UPDATE: First off, thanks for all the thoughtful responses and suggestions...
Second, I took a water sample in to Caeser's today to have them test everything, just to see if maybe I had a bad test kit that was hiding something. The good news is that almost everything tested ok; the bad news is that one item did not... and it almost certainly explains the problem, both in terms of current conditions, as well as the timing as to when the problem started!!
In a nutshell, after visiting Caeser's (and then researching the possibility a bit more online when I got home), it appears that my swing arm hydrometer has most likely been giving lower and lower readings as time has gone by (supposedly due to salt crystallization on the arm - it IS pretty old, and I saw this phenomenon mentioned a few places as a possibility).
In the old days, I kept my salinity on the lower end of what I thought was acceptable (around 24), but when I first posted about the original round of die-off and shared my numbers, was told by a number of folks on here that it was "a little too low, was probably causing the die-off, and should be closer to 26 or 26.5"... so I went ahead and slowly raised it.
HOWEVER...
I'm guessing that the die-off at the time was actually due to my salinity already being TOO HIGH... and thus, raising it made things even worse!!

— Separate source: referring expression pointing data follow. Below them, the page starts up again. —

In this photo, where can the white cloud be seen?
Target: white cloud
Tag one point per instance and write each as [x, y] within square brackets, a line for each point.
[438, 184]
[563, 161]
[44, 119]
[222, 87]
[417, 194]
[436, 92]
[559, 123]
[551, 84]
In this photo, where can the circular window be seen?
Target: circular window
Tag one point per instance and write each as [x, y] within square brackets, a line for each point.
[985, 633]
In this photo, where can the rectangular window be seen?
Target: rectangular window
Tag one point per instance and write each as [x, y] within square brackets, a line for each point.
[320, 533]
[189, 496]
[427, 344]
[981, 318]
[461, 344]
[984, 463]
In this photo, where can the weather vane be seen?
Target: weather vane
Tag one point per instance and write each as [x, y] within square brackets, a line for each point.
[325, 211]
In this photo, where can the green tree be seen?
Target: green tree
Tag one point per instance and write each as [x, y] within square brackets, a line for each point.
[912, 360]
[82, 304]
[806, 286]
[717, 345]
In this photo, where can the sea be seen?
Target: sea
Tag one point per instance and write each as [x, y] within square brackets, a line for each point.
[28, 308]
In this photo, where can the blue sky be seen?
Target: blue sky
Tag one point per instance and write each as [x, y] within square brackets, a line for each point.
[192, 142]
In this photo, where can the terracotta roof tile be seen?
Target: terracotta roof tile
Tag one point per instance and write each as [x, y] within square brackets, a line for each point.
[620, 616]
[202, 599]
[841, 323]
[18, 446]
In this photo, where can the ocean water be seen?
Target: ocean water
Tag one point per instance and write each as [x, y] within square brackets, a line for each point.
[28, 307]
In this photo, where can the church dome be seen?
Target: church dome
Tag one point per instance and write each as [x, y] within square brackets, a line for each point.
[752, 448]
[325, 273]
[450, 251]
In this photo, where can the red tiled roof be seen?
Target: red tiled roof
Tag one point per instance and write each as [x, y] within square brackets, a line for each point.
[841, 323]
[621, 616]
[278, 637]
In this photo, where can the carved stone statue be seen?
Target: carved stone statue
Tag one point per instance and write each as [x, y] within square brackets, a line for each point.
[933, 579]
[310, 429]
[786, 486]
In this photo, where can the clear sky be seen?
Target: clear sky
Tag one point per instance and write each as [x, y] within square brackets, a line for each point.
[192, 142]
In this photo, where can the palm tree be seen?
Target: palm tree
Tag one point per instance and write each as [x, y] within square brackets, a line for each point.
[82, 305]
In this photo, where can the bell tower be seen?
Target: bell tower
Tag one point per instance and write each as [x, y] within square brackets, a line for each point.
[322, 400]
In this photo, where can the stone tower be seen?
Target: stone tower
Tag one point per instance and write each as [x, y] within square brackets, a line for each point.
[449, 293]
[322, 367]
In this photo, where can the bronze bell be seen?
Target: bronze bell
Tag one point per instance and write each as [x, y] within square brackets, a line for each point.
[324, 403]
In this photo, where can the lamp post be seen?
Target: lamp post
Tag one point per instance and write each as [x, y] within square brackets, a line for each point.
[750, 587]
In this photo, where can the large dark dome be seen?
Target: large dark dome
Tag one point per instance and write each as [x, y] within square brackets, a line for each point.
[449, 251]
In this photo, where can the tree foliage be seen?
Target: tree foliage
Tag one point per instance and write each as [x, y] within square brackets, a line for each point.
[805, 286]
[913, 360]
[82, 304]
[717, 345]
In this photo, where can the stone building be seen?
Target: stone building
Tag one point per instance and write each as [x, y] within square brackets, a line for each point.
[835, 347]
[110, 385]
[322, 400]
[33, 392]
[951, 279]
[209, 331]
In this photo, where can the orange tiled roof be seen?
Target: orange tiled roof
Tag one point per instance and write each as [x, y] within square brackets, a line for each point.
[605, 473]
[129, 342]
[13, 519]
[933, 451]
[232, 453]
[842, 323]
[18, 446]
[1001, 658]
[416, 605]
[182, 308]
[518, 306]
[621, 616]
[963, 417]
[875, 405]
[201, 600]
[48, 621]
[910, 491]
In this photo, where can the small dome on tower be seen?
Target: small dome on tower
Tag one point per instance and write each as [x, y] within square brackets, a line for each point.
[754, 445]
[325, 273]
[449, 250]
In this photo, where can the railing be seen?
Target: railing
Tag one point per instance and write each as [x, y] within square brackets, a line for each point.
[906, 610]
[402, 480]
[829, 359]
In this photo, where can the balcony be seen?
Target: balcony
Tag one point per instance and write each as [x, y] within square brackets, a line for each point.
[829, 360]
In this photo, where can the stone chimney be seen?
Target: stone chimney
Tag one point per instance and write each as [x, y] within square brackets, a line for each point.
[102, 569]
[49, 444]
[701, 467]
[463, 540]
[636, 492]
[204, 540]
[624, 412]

As it stands, my current hydrometer is showing 26... but my new hydrometer (which admittedly has not gone through the recommended 24 hour "seasoning" period yet), is showing 32 (and Caeser's said 30.5 based on their visual hydrometer)!!!
What a crappy reason to have lost several hundreds of dollars worth of coral over the past 2 years, eh?!
Anyhow, no guarantees that this is the problem... but I'm hoping that once I've brought the salinity back down to where it is supposed to be, things will turn around (and "blue bucket salt," NO3, and "hard to detect forms of phosphate" will be exonerated

).
Thanks again for all the help you guys provided - I'll be both angry and glad if it turns out to simply be a case of literally cooking things chemically with salt due to incorrect hydrometer readings!!